WSIs offer a flexible viewing facility, requiring less time to identify histological structures and providing good definition [3], but the operation is influenced by the difficulty and experience of handling and navigation, making time an important factor that reflects the workflow. In this study, the measurement of time to diagnosis was discrepant between pathologists. To allow a more coherent comparison, we assessed median values and concluded that median time was higher only in CLM for pathologist 2, not necessarily related to any difficulty of the method. This result, when compared with WSI time for the same pathologist, indicates a reduction of time needed to render diagnoses using WSI, showing an improvement of the workflow. This may be related to better ergonomics, larger field of vision and full visualisation as soon as the WSI was open, instead of glass slide handling [43]. This information disagrees with most published studies, which reported a range of 1 to 2 extra minutes of time required to render a diagnosis by virtual slides [4, 29, 44, 45]. Pathologist 1 presented a similar median time in both methods, also similar to the median time in WSI for pathologist 2.

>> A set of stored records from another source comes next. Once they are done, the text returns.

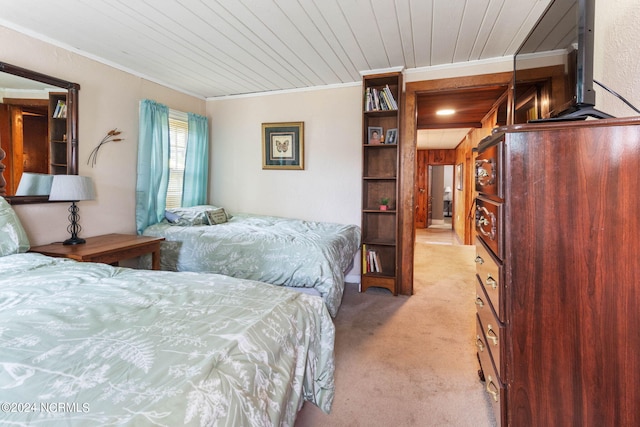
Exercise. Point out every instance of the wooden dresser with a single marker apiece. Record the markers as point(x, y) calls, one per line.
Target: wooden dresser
point(558, 269)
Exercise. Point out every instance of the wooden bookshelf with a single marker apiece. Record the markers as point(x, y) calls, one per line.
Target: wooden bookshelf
point(380, 165)
point(58, 147)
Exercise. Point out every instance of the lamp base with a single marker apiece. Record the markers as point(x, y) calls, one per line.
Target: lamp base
point(74, 241)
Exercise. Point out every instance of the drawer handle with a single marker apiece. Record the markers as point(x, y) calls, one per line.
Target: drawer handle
point(490, 223)
point(492, 389)
point(491, 281)
point(483, 176)
point(492, 335)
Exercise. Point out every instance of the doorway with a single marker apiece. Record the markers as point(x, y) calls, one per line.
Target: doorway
point(441, 193)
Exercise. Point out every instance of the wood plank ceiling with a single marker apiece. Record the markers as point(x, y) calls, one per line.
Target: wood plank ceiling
point(218, 48)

For both pathologists, the time outliers occurred more frequently in cases of leukoplakias and ACC. Discordant ACC cases presented insufficient quantity of tissue and the other outliers presented minimal technical problems (faded staining and tissue folding) insufficient to justify this range of exceeded time. The outlier’s time values were higher for pathologist 1 with reduced time in two cases during WSI evaluation. Pathologist 2 presented a notable reduction of time to render the diagnoses in WSI.

In conclusion, this study provides original evidence of a high performance for a WSI system in the histopathological diagnoses of oral diseases. Most importantly, the combination of a high concordance level between the studied methods and an outstanding workflow suggests that WSI is suitable for diagnostic purposes of oral diseases in clinical practice, routine pathology and primary diagnosis in the field of oral pathology. Therefore, this study accepted the hypothesis that a WSI system is a reliable method in oral diagnosis.